IRELAND’S country house market is picking itself up off the floor with interest back from the key traditional international markets, as well as from the Far East and China.
So says David Ashmore of Sherry FitzGerald as a backdrop to the anticipated sale of Co Tipperary’s Knocklofty House, where he’s joint selling agent with Dominic Daly, based in Cork 60 miles away.
Knocklofty’s a county estate where the main mansion house has in recent decades served as a hotel and which has also been available to let to paying guests on a longer term — at quoted rates of up to €4,000 a month.
But, such is the charm of its setting, and the feel of the house, which is 18th Century at its core, there’s a feeling it may return to private residential usage once more, suggest the joint agents.
Notwithstanding that feeling, there’s already 17 en suite bedrooms in the main house alone (where there’s 22,000 sq ft on offer) and then there are 22 various cottages also in the grounds, which have all been income producing from longer-stay tenants.
In all, there’s 40,000 sq ft of buildings around Knocklofty, which include a leisure centre with indoor heated swimming pool, plus equestrian facilities, including two American stable barns, all in prime sporting land.
There’s also reserved salmon fishing rights along a one-mile length (single bank) of the River Suir here, about five miles from Clonmel town.
Thanks to landed gifts from one Oliver Cromwell, Knocklofty was — for centuries — the seat of the Donoughmore/Hutchinson family, members of which were kidnapped by the IRA in the mid-1970s, and they sold out after 200 years of continuous ownership in the 1980s when it went to hotel use, in several ownerships.
It’s all price guided at around €3m, on 80 acres of land with that river frontage, and the owner, Denis English, who’s been in control here since 1994, has a further 20 acres which can be added to bring the lot to an even 100 acres.
There’s tiered, almost Italianate gardens leading down towards the Suir river bends, and the immediate amenity grounds of c 35 acres are heavy with woodland walks, rhododendron, camellias, magnolias and other flowering beauties. And, as a backdrop, there are Comeragh mountain views in one direction, and the Knockmealdowns in the other.

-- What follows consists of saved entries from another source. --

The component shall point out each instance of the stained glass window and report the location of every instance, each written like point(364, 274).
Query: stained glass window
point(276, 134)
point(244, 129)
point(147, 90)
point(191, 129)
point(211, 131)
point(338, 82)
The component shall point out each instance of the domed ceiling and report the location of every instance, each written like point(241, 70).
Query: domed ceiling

Knocklofty itself has roots to the end of the 17th century, and was added to significantly and aggrandised with 18th and 19th century Victorian additions, as well as domed corridor added by Tipperary architect William Tinsley. Possibly its finest room is the two-storey galleried library with book-lined walls and a wrought-iron walk-around landing: there are also some superior reception rooms, opening to the terraces beyond.
Framing what the agents describe as a three-sided courtyard, and now largely finished in a pinky harling or dash render, Knocklofty has a seven-bay three-storey central block, plus two-storey gable-ended wings on the side.
A fine house, but reconciling its return to private use with all the estate cottages surrounding it will be a challenge.